Why? Because correlation is the biggest hint of where causation might be found. The famous Scottish philosopher, David Hume, laid out some rules for judging causes and their effects. The third rule says there must be constant union between the cause and effect (and it is this correlation that “chiefly” constitutes the causal relation). In fact, it is the constant conjunction between like causes and like effects that reinforces or justifies our belief in causation itself. In other words, without correlation, we would have no reason to believe in causation at all.

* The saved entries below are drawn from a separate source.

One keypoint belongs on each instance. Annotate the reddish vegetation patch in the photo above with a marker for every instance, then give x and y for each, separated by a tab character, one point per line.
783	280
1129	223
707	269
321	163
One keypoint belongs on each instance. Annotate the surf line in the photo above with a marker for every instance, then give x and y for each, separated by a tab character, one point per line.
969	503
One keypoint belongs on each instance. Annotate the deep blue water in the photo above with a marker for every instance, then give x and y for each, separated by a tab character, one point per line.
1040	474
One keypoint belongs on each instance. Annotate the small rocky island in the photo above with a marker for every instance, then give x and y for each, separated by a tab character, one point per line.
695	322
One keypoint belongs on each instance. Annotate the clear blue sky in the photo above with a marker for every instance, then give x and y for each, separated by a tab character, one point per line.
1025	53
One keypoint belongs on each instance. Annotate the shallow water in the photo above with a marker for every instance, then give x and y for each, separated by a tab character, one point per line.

Hume also points out that we can observe correlations, but we cannot observe causation. If you ask someone to describe an observation of causation, you will hear a story about a correlation. Because causation cannot be directly observed, our belief in causation cannot be verified. Our belief in causation comes from an instinct to believe in causation and not from any rational argument or proof of causation. Hume points out that even animals are born with a belief in causation even without the benefit of the rational ability to study philosophical or scientific arguments.
To be sure, once you’ve identified a correlation, you can begin the work of determining whether the supposed causes are actually responsible for the effects you’ve observed. You may not get proof, but you can get more and more evidence so that your belief in the cause is more and more justified. No matter how much evidence you get, though, you will have started with a correlation.
So, it is true that correlation does not prove causation, but a statistically significant correlation is a good place to begin your search for a cause. If you know of a way to find causation without first observing a correlation or to prove causation, please leave it in the comments.